We have 25,000 people, and only a few people got sick, but not in our operations.

We immediately focused on reorganizing our supply chain. We had to shut down certain factories because the local governments required that in Germany, Italy, Finland, and France. We were in a position to run all factories at capacity in the United States and in South America. We hope that we can continue to do so we can catch up.

The demand is good, therefore, I'm optimistic we can continue to deliver a strong year despite the crisis.

SF: As farmers look toward harvest, how can they expect to interact differently with AGCO or the dealer?

MR: We will support our farmers through parts, service, and of course through new equipment. Whoever needs a combine or tractor will get one from us.

SF: Should they expect social distancing measures or more virtual interaction with their dealers?

MR: We are already doing that now. The impressive thing is, through social media or video conferencing, we have even better contact and communication with our farmers than sometimes we had before. We also have our people still visiting with social distancing, face masks, and things like that.

Inside AGCO we do testing for free. Different than some of our political leaders, we believe in face masks, and we believe we shouldn't be in big meetings.

SF: Looking beyond the pandemic, what is the next big thing for AGCO?

MR: We hope we can continue to grow our Fendt business here in the United States. We certainly want to gain market share in the combine business with the Ideal combine. We have some nice product launches in front of us. We'll invest as much money as in any other year in research and development, which is about 4% to 5% of our sales. I think next year we will be in a position to grow our top line again.

SF: What sort of advice would you have for young leaders of companies who are going through this global pandemic?

MR: Whether we face a pandemic or not, I believe it is important to be willing and prepared to learn. I am in a lifetime learning mode. I never was shy asking questions. I always wanted to learn something new.

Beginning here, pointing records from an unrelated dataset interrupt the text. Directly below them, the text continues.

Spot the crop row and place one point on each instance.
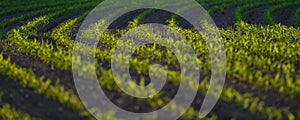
(110, 41)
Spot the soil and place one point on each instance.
(286, 16)
(36, 105)
(224, 19)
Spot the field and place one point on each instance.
(261, 38)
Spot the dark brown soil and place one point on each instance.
(53, 23)
(36, 105)
(256, 16)
(286, 16)
(224, 19)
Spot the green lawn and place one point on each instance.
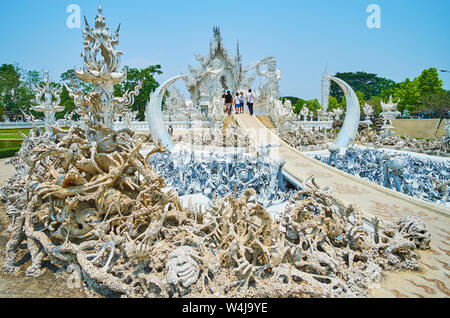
(11, 141)
(13, 133)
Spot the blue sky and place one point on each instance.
(304, 36)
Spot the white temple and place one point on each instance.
(218, 71)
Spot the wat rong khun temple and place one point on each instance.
(195, 202)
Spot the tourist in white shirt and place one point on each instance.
(250, 100)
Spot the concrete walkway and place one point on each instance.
(433, 278)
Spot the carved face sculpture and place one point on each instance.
(182, 267)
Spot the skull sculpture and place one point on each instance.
(182, 267)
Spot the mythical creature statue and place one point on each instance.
(47, 101)
(388, 114)
(101, 106)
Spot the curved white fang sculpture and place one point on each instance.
(352, 115)
(155, 117)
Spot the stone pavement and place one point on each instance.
(433, 277)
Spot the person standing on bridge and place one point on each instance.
(241, 102)
(228, 102)
(250, 101)
(237, 104)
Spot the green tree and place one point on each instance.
(15, 88)
(429, 82)
(409, 94)
(367, 83)
(438, 103)
(149, 85)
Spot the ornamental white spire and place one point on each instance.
(101, 69)
(47, 101)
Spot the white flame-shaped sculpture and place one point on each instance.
(350, 127)
(368, 111)
(389, 113)
(304, 113)
(271, 89)
(325, 90)
(101, 106)
(47, 99)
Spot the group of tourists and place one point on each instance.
(237, 103)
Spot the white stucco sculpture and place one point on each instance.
(218, 71)
(101, 70)
(155, 117)
(47, 101)
(351, 123)
(388, 114)
(368, 111)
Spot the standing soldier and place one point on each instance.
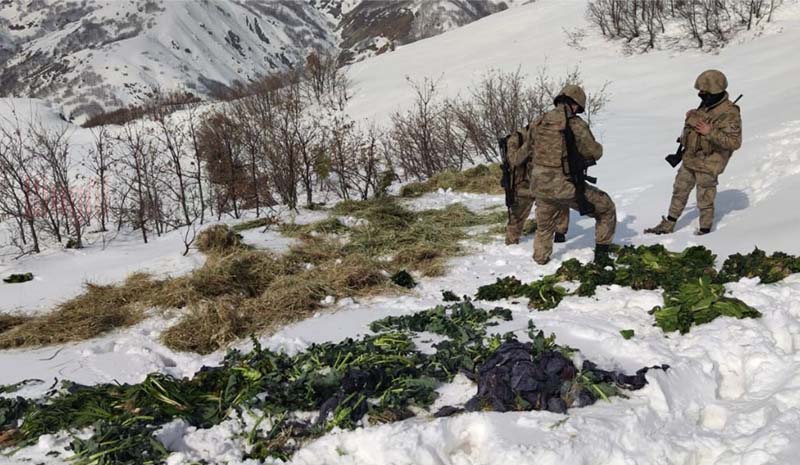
(552, 183)
(520, 199)
(710, 135)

What is very important here in America, because it is a weakness of our educational system, is to learn languages. I would strongly recommend not only to study agricultural engineering or business, but also to learn at least one language. The more languages you master, the better you can communicate. When you are managing a global company, that's very important.

SF: How many languages are you fluent in?

MR: I speak French better than English. My mother language is German. I speak Italian, and then I speak some languages nobody speaks anymore – Latin, historic Greek, and Hebrew. That comes from my initial studies. I became a high school professor before going into the industry.

SF: If you could write a letter to your younger self about what you've learned over your career, what would you say?

MR: My strongest belief is say what you think and do what you say. That's something I would write to myself as a young guy.

That's what I did, and it was not always easy. When you really say what you think, sometimes people disagree. But, I think it's important that you speak up, and that you offer solutions and implement those solutions.